Burge et al. recently conducted a study based on machine-based learning. This research paper presented a fully automatic pipeline for processing CT scans and designing customized implant components for Total Knee Replacement (TKR) using machine learning. The pipeline was tested on 84 femurs and 81 tibias, and the results showed that it could consistently produce highly accurate outcomes. The implant designs were created in under 10 minutes, which could lead to significant time and cost savings compared to current customization methods. Moreover, the pipeline can be operated without the need for highly trained personnel3.

Compared to the X-ray-based tool presented by Burge et al. (2016), the CT-based pipeline demonstrated superior performance for both femurs and tibias across all three metrics. Additionally, the CT-based pipeline would not be susceptible to X-ray-related errors, such as issues with subject orientation, alignment, or magnification4. However, using CT scans as input would raise the cost, limit the accessibility of the technology, and increase the patient’s exposure to radiation.

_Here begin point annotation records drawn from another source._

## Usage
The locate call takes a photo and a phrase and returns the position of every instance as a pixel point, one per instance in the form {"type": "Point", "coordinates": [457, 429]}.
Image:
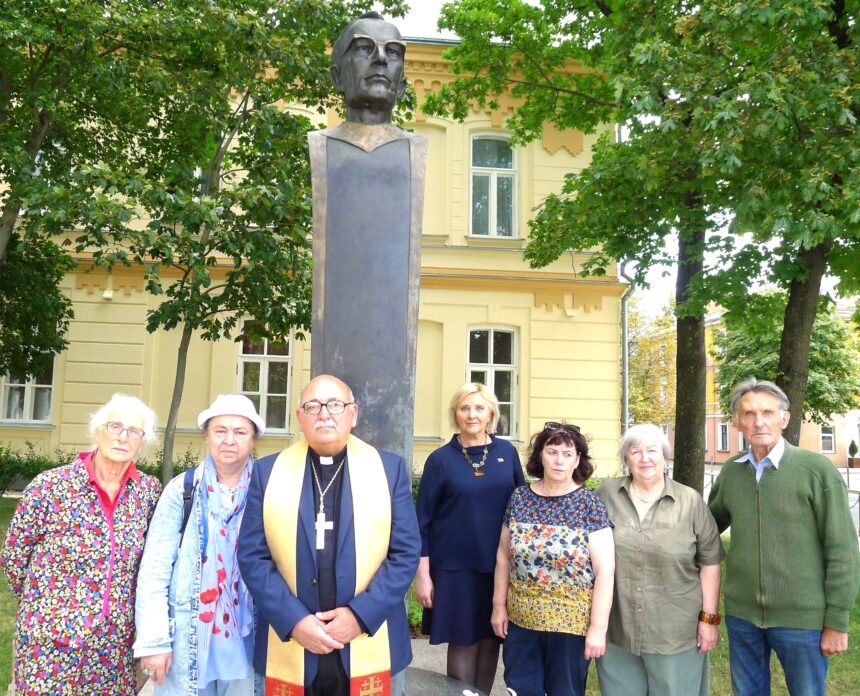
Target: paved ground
{"type": "Point", "coordinates": [425, 656]}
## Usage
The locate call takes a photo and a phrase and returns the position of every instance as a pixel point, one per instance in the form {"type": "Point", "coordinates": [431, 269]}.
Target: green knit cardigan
{"type": "Point", "coordinates": [793, 561]}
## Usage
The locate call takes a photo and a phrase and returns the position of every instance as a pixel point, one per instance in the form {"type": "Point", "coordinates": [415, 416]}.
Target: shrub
{"type": "Point", "coordinates": [25, 464]}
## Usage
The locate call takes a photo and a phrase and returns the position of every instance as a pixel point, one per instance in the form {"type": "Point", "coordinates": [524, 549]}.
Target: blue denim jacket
{"type": "Point", "coordinates": [168, 590]}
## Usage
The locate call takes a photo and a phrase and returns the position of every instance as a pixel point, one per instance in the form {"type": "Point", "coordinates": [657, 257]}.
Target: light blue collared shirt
{"type": "Point", "coordinates": [771, 459]}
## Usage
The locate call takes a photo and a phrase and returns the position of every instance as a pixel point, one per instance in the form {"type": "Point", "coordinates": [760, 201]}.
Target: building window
{"type": "Point", "coordinates": [493, 187]}
{"type": "Point", "coordinates": [828, 438]}
{"type": "Point", "coordinates": [492, 362]}
{"type": "Point", "coordinates": [724, 438]}
{"type": "Point", "coordinates": [28, 400]}
{"type": "Point", "coordinates": [265, 374]}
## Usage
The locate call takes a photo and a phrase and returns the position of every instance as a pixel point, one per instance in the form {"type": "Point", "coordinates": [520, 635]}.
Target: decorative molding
{"type": "Point", "coordinates": [554, 139]}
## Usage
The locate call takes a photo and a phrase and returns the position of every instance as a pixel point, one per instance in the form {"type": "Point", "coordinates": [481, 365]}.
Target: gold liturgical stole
{"type": "Point", "coordinates": [370, 660]}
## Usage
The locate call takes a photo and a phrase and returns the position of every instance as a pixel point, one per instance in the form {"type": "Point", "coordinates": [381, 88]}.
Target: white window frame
{"type": "Point", "coordinates": [491, 369]}
{"type": "Point", "coordinates": [828, 435]}
{"type": "Point", "coordinates": [30, 387]}
{"type": "Point", "coordinates": [264, 360]}
{"type": "Point", "coordinates": [722, 437]}
{"type": "Point", "coordinates": [493, 173]}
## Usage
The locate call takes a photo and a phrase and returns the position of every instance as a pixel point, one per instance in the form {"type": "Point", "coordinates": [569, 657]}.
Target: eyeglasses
{"type": "Point", "coordinates": [116, 428]}
{"type": "Point", "coordinates": [334, 406]}
{"type": "Point", "coordinates": [568, 427]}
{"type": "Point", "coordinates": [392, 49]}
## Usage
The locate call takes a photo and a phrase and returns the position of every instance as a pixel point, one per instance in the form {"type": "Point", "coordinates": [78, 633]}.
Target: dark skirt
{"type": "Point", "coordinates": [462, 606]}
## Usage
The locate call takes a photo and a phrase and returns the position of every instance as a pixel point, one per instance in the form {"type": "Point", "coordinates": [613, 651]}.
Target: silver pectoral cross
{"type": "Point", "coordinates": [321, 526]}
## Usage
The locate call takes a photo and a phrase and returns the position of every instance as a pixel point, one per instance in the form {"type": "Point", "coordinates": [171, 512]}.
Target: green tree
{"type": "Point", "coordinates": [222, 180]}
{"type": "Point", "coordinates": [702, 96]}
{"type": "Point", "coordinates": [652, 351]}
{"type": "Point", "coordinates": [34, 313]}
{"type": "Point", "coordinates": [74, 89]}
{"type": "Point", "coordinates": [749, 344]}
{"type": "Point", "coordinates": [790, 127]}
{"type": "Point", "coordinates": [158, 131]}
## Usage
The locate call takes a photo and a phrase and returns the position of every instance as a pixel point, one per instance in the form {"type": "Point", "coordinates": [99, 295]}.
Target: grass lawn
{"type": "Point", "coordinates": [842, 677]}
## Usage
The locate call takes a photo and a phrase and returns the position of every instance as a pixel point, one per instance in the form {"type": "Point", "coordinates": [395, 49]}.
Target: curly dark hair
{"type": "Point", "coordinates": [564, 435]}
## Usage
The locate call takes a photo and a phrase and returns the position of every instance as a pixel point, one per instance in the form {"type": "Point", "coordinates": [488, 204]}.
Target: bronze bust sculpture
{"type": "Point", "coordinates": [368, 191]}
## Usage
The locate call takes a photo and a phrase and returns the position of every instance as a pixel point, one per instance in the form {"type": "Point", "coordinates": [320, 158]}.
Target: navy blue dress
{"type": "Point", "coordinates": [460, 519]}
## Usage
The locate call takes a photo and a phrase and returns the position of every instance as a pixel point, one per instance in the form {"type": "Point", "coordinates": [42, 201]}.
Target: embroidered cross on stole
{"type": "Point", "coordinates": [370, 668]}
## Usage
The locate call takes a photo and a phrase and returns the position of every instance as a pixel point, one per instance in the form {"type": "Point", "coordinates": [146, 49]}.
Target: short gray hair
{"type": "Point", "coordinates": [130, 407]}
{"type": "Point", "coordinates": [638, 434]}
{"type": "Point", "coordinates": [763, 387]}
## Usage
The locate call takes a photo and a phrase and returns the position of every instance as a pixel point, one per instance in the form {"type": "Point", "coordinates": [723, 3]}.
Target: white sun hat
{"type": "Point", "coordinates": [232, 405]}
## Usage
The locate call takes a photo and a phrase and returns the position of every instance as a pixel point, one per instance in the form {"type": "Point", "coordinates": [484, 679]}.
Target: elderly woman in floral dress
{"type": "Point", "coordinates": [71, 555]}
{"type": "Point", "coordinates": [554, 570]}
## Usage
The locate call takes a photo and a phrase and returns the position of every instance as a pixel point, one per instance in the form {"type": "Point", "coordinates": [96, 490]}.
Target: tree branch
{"type": "Point", "coordinates": [564, 90]}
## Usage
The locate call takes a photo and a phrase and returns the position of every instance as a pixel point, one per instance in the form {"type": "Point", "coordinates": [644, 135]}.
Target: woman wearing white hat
{"type": "Point", "coordinates": [193, 615]}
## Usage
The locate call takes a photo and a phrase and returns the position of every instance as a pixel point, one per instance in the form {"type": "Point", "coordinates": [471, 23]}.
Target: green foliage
{"type": "Point", "coordinates": [25, 464]}
{"type": "Point", "coordinates": [34, 313]}
{"type": "Point", "coordinates": [169, 113]}
{"type": "Point", "coordinates": [414, 611]}
{"type": "Point", "coordinates": [749, 347]}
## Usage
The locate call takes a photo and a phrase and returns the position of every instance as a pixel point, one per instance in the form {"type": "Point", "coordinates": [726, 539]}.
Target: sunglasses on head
{"type": "Point", "coordinates": [568, 427]}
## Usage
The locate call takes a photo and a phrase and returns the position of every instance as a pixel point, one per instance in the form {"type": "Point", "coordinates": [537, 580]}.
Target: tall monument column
{"type": "Point", "coordinates": [368, 191]}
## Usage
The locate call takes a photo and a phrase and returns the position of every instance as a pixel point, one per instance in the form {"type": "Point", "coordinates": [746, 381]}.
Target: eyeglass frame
{"type": "Point", "coordinates": [326, 405]}
{"type": "Point", "coordinates": [377, 45]}
{"type": "Point", "coordinates": [567, 427]}
{"type": "Point", "coordinates": [132, 432]}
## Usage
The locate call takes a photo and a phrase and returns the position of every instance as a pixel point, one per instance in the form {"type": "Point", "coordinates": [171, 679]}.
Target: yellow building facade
{"type": "Point", "coordinates": [546, 340]}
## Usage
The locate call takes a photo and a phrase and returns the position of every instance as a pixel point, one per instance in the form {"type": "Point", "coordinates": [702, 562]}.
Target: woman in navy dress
{"type": "Point", "coordinates": [464, 491]}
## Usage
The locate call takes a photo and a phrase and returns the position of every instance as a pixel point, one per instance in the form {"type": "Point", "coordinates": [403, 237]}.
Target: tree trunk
{"type": "Point", "coordinates": [175, 401]}
{"type": "Point", "coordinates": [793, 372]}
{"type": "Point", "coordinates": [690, 360]}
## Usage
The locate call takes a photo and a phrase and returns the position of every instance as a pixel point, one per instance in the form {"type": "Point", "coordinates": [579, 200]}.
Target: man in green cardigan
{"type": "Point", "coordinates": [793, 566]}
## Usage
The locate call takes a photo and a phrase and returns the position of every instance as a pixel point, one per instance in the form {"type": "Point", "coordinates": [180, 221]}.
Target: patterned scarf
{"type": "Point", "coordinates": [226, 611]}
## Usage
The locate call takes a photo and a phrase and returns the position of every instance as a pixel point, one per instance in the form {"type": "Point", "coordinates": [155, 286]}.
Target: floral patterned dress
{"type": "Point", "coordinates": [73, 570]}
{"type": "Point", "coordinates": [551, 577]}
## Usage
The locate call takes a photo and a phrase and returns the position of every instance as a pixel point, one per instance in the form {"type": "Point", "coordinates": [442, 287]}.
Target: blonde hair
{"type": "Point", "coordinates": [467, 390]}
{"type": "Point", "coordinates": [129, 407]}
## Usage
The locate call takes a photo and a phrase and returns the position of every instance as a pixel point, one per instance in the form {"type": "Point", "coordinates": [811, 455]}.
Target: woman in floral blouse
{"type": "Point", "coordinates": [554, 570]}
{"type": "Point", "coordinates": [194, 615]}
{"type": "Point", "coordinates": [71, 555]}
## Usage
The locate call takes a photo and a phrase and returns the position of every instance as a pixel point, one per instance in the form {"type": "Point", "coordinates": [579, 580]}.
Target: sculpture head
{"type": "Point", "coordinates": [367, 68]}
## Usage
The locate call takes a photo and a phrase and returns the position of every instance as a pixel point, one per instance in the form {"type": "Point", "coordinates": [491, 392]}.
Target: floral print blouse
{"type": "Point", "coordinates": [72, 566]}
{"type": "Point", "coordinates": [551, 578]}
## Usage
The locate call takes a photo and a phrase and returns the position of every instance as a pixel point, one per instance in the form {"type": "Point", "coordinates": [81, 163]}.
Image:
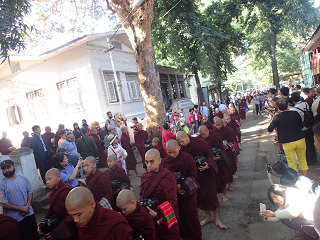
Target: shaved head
{"type": "Point", "coordinates": [181, 135]}
{"type": "Point", "coordinates": [125, 196]}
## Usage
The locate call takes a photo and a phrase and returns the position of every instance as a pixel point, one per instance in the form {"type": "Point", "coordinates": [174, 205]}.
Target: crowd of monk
{"type": "Point", "coordinates": [93, 212]}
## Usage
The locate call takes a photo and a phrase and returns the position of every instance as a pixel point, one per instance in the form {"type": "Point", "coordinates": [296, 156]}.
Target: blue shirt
{"type": "Point", "coordinates": [16, 191]}
{"type": "Point", "coordinates": [65, 175]}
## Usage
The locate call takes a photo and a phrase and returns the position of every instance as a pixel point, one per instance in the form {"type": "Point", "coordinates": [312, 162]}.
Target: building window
{"type": "Point", "coordinates": [36, 104]}
{"type": "Point", "coordinates": [69, 95]}
{"type": "Point", "coordinates": [116, 45]}
{"type": "Point", "coordinates": [133, 86]}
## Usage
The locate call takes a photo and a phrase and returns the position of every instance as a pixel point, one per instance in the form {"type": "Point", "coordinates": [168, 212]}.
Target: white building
{"type": "Point", "coordinates": [73, 82]}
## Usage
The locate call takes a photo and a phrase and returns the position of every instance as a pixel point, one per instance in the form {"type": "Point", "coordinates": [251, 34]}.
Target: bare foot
{"type": "Point", "coordinates": [221, 225]}
{"type": "Point", "coordinates": [204, 222]}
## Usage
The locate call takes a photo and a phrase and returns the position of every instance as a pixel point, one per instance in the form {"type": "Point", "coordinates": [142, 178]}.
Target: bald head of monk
{"type": "Point", "coordinates": [218, 122]}
{"type": "Point", "coordinates": [153, 160]}
{"type": "Point", "coordinates": [112, 161]}
{"type": "Point", "coordinates": [182, 138]}
{"type": "Point", "coordinates": [204, 131]}
{"type": "Point", "coordinates": [53, 178]}
{"type": "Point", "coordinates": [80, 205]}
{"type": "Point", "coordinates": [127, 202]}
{"type": "Point", "coordinates": [90, 165]}
{"type": "Point", "coordinates": [173, 148]}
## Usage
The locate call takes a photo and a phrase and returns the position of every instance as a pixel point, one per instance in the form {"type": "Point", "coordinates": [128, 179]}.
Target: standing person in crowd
{"type": "Point", "coordinates": [57, 135]}
{"type": "Point", "coordinates": [86, 145]}
{"type": "Point", "coordinates": [17, 197]}
{"type": "Point", "coordinates": [26, 139]}
{"type": "Point", "coordinates": [117, 150]}
{"type": "Point", "coordinates": [131, 161]}
{"type": "Point", "coordinates": [159, 182]}
{"type": "Point", "coordinates": [98, 182]}
{"type": "Point", "coordinates": [242, 110]}
{"type": "Point", "coordinates": [70, 145]}
{"type": "Point", "coordinates": [94, 221]}
{"type": "Point", "coordinates": [5, 144]}
{"type": "Point", "coordinates": [301, 107]}
{"type": "Point", "coordinates": [67, 171]}
{"type": "Point", "coordinates": [48, 138]}
{"type": "Point", "coordinates": [40, 151]}
{"type": "Point", "coordinates": [311, 93]}
{"type": "Point", "coordinates": [102, 155]}
{"type": "Point", "coordinates": [178, 161]}
{"type": "Point", "coordinates": [76, 131]}
{"type": "Point", "coordinates": [140, 137]}
{"type": "Point", "coordinates": [289, 125]}
{"type": "Point", "coordinates": [207, 192]}
{"type": "Point", "coordinates": [166, 134]}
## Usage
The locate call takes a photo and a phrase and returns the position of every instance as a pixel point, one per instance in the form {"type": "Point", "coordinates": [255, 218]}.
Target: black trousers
{"type": "Point", "coordinates": [301, 225]}
{"type": "Point", "coordinates": [28, 227]}
{"type": "Point", "coordinates": [311, 154]}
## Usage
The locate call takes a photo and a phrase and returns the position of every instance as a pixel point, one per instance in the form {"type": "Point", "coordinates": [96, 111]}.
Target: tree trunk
{"type": "Point", "coordinates": [199, 89]}
{"type": "Point", "coordinates": [138, 29]}
{"type": "Point", "coordinates": [273, 43]}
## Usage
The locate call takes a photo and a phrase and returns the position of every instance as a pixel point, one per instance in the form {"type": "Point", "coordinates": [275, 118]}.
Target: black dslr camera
{"type": "Point", "coordinates": [200, 161]}
{"type": "Point", "coordinates": [152, 203]}
{"type": "Point", "coordinates": [180, 177]}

Similar studies were carried out by Ogura et al. on 55 patients (59 knees) who were implanted with ConforMIS ‘Bicompartmental’ custom implants and found that none of the subjects had a discrepancy in the overhang of 3 mm or more. Similarly, Arnholdt et al. also observed no cases of overhang greater than or equal to 3 mm in a study involving 91 patients who were fitted with customized ConforMIS ‘iTotal™ CR G2’ implants, as per their report5.

To implement the automated pipeline in clinical practice, the workflow developed using the conducted studies could be modified so clinicians can easily use it. This would enable them to upload patient CT data and implant design specifications, and the pipeline could be executed remotely on the cloud. Following the completion of the implant designs, the software could directly forward them to a third-party manufacturer for production and subsequent delivery to the clinicians, thereby expediting the surgical process.

This machine-based pipeline has been shown to be precise, swift, and reproducible, and it did not require any user intervention. Moreover, it is easily adaptable and can be implemented for various implant designs and types. Nevertheless, to ensure the comprehensive validation of the proposed pipeline, further testing and training should be conducted with additional data from subjects, employing both computational and clinical approaches.


1. Balwan, A. R., and V. D. Shinde. “Development of patient specific knee joint implant.” Materials Today: Proceedings 27 (2020): 288-293.
2. Pham, Dzung L., Chenyang Xu, and Jerry L. Prince. “Current methods in medical image segmentation.” Annual review of biomedical engineering 2.1 (2000): 315-337.
3. Burge, Thomas A., Jonathan RT Jeffers, and Connor W. Myant. “Applying machine learning methods to enable automatic customization of knee replacement implants from CT data.” Scientific Reports 13.1 (2023): 3317.
4. Burge, Thomas A., Jonathan RT Jeffers, and Connor W. Myant. “Performance and sensitivity analysis of an automated X-ray based total knee replacement mass-customization pipeline.” Journal of Medical Devices 16.4 (2022): 041007.
Arnholdt, Jörg, et al. “Accurate implant fit and leg alignment after cruciate-retaining patient-specific total knee arthroplasty.” BMC Musculoskeletal Disorders 21 (2020): 1-8.